Early marriage - is it good or bad?


Mendelssohn's march, solemn atmosphere, a sea of ​​flowers, smiles, congratulations, flashes of cameras, video cameras aimed at you and your lover. And you are the princess of this ball, beautiful, airy, happy. And ahead - the first wedding night and a honeymoon. The world is painted in the colors of the rainbow, the heart soars in the sky, and it seems that you are the luckiest in the world. A wonderful day, the only one in life, no matter what those who married ten times said! What could be more beautiful than a wedding day?

But here came the salute, sounded with music and screams "bitterly" this wonderful holiday, and you were left alone. You are now a family, with all the joys, difficulties, problems and responsibilities. But how else, if you married, and are no longer a young guy and a girl, but young spouses, husband and wife? And how old you are, it does not matter. What is important is that you are one. And no one will ask - is it too early? Are you ready? Do you even understand what the family means? It's good, if parents were sympathetic to your decision and even if not enthusiastic about it, they did not interfere. It's bad if it's a little time, and you'll understand that you hurried ...

In fact, how do you know if it's too early to be crowned, or is it time to be late? And is there any answer to the question: is early marriage good or bad?

As usual, there is no unequivocal answer. Everything in this world is relative, no matter how trite it may sound. And so early marriage also has its advantages and disadvantages. Therefore, its strength depends on much: both on the flexibility, kindness, love of the young spouses themselves, and on help, support of relatives and friends, and on living conditions, and on material income, work schedule. The only, perhaps, the main advantage of early marriages can be considered that they, as a rule, are only for love. And, therefore, they always have a chance to survive for life.

What else can be attributed to the benefits of the union of young hearts is that they both have a minimal life experience and strong nerves, and, therefore, thanks to both, against the background of love, the faults of a loved one will be almost invisible. In addition, the newlyweds are not yet accustomed to their new status, and, therefore, care and responsibilities in relation to each other will still be a pleasure, not a burden. This will be greatly facilitated by a correct and tactful attitude on the part of the parents of the young newlyweds. If the older generation has enough sanity and tact to help their children imperceptibly and only when necessary, and not to take the young family to their necks and not try to establish their dictatorship in it, it will allow young spouses to learn independence and responsibility for themselves and their beloved. And, therefore, their early union will eventually turn into a strong family.
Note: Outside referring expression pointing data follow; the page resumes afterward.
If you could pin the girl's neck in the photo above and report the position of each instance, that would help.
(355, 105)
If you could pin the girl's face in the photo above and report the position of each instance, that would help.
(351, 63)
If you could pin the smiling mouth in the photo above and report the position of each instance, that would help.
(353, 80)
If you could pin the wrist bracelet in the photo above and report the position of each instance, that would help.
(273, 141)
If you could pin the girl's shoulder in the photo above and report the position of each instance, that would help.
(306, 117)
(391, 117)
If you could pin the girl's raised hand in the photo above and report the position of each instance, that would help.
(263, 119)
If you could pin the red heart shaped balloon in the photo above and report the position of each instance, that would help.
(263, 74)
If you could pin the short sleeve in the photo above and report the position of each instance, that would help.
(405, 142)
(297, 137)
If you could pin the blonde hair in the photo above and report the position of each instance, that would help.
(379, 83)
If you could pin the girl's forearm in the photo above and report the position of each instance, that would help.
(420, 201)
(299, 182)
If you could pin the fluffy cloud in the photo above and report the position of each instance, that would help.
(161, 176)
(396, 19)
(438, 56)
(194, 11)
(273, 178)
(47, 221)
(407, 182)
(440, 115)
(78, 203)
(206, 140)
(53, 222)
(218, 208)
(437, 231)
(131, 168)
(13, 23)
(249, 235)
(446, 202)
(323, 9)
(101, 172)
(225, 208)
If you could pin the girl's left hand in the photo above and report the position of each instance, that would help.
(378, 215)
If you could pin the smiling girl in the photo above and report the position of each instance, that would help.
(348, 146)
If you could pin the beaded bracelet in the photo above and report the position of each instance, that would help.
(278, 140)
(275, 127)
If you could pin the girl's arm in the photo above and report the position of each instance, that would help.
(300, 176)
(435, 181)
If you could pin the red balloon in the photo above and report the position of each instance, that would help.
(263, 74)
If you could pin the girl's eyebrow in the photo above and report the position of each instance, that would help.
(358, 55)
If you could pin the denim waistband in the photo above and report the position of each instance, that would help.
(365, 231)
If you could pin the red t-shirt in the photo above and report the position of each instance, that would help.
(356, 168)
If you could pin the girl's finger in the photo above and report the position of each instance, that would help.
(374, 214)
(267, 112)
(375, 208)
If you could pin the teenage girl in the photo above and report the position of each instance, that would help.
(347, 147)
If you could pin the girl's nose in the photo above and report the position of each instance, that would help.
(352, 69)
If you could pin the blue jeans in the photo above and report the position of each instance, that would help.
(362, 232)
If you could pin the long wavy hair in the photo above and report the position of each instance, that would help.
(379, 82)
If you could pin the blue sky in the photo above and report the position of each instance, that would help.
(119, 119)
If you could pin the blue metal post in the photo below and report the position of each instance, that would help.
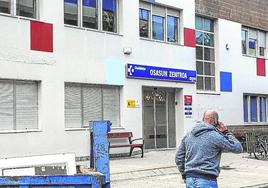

The main stumbling block in debates on the topic of early marriage is, of course, the birth of a child. Here, the opinions of supporters and opponents revolve around one key moment, but in diametrically opposite directions. The first are sure that the sooner you give birth to a child, the easier it is to raise, because you will understand better, because it is closer to him because of his age. The second argue that the young parents are still children themselves, and therefore they do not have to wait for them to take a serious attitude towards the baby, nor the patience with which pregnancy and childbirth are closely related, nor self-control, without which in the first years of life a newborn can not do. The difficulty is that both are right in their own way. And what will outweigh - entirely depends on the personal qualities of young parents, their cohesion, their readiness to be each other's support, together overcome difficulties and experience failures.

Another big problem, causing emotional explosions and depression, will be a sudden and very tangible loss of spouses of individual freedom. It is known that every person at times must always be alone for at least an hour or two, relax, disconnecting from everything and from everyone. It's good or bad, it's not for us to decide. But with this just can be linked mutual misunderstanding and discontent. Young spouses who do not have the necessary life experience can not yet organize themselves so that they can learn, work, do everything around the house, pay attention to their loved one, and even find time for entertainment. This is not an option for an adult person. Another thing is that discos and nightclubs, parties and noisy companies of friends after a certain age will attract less and less until they become something rare or come to naught. But in my youth this is the main component of a normal life. And it's good if the spouse does not leave a young wife alone at the mountain of unwashed dishes or uncoated linen and does not go off to have fun in a bar with friends. It's bad if they do this together, turning their home into an unharvested and uncomfortable shelter, where they only come to spend the night.

It is quite obvious that the arguments in favor of the early union and against it have much in common. Particulars depend on the specific case: someone really is early to get married and, especially, to have children, and someone is quite ready at this young age. The main thing here, no matter how romantic it may sound, depends on the sincerity of love, will power and kindness, the readiness at such a young age to bind oneself by marriage and responsibility. Statistics show that the percentage of divorces in early marriages is very high. And the history knows a lot of cases when early marriages became the beginning of fine family relations, carried through all life.